Flint, MI–Pastor Jeffrey Hawkins said at a press conference this afternoon that today marked his second son’s birthday who he lost to gun violence.
Today is also the day Mayor Sheldon Neeley and Police Chief Phil Hart announced that the City of Flint will no longer be auctioning off the illegal guns confiscated by the police.
250 guns seized from the streets of Flint will now be taken to the Michigan State Police Department to be melted down.
“It shows a gross lack of critical thinking when we say we want to fight crime and battle crime and take weapons off the street,” Neeley said, “to be in the chain of circulating weapons back into activity where bad guys may…get a second chance at doing something wrong.”
There were 1,273 weapons auctioned off in the previous years by the previous administration which totaled more than $200,000. That money went back into the police department.
“But we have to ask ourselves, how much is a life worth?” Neeley said.
A table full of weapons old and new was on display at the press conference.
“You see these long guns, these shotguns, these semi-automatic weapons,” Neeley said. “These look more like combat types of weapons and in an inner city area, I mean, these weapons can be devastating.”
Gun violence in Flint is on the rise.
Over the weekend, a dozen people were shot.

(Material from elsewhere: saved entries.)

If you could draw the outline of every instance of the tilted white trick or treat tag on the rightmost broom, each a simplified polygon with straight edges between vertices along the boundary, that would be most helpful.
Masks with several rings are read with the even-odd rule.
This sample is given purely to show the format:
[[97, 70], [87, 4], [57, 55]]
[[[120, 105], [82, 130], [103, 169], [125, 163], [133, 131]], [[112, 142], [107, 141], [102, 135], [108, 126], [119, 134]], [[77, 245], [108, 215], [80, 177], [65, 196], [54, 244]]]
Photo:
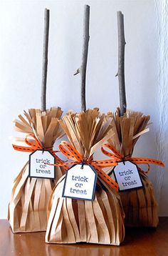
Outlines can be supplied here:
[[120, 191], [142, 187], [142, 181], [136, 164], [130, 161], [119, 162], [118, 165], [113, 168], [113, 172]]

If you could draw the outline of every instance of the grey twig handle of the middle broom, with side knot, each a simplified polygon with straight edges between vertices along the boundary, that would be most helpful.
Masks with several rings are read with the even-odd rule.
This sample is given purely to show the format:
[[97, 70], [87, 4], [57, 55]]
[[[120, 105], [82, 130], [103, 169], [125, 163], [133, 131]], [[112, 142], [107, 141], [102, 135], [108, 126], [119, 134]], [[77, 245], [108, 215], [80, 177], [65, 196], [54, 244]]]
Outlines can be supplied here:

Hart said there have been a couple more shootings since then.
According to the Michigan State Police Department, as of July 19, there has been a 126.3% increase in non-fatal shootings year-to-date, and a 53.3% increase in fatal shootings year-to-date.
“We’re going nightly out to shooting scenes, and this past weekend was just horrible for all of us,” Hart said. “We would like to never have anything like that happen again.”
Hart said those guns had been collected in just the last seven days from the new Special Investigative Unit in the Flint Police Department, which is one part of a three-part plan to combat the rise in violent crime.
According to Hart, the weapons were seized mostly during legal traffic stops as the unit exercised proactive policing and something they call “Beyond the Stop.”
Hart also announced that the department is investigating where the new guns came from and what institutions are putting those guns into the hands of people who shouldn’t have access to them.
“We are no longer going to put these weapons back out on the street for sale. It’s just not worth it,” Hart said.
Joseph Pettigrew, who lost his father in a shooting, called gun violence a public health crisis.
“I would like to see more…young people stepping up to really make sure that our families and friends are safe,” he said. “This work cannot be done without the community.”
Hawkins said this decision not to auction off the guns gives him hope.
“This doesn’t do anything for the loved ones that were lost due to violence, but sure enough this gives us a brighter future that no one else has to be lost, particularly by these guns,” he said.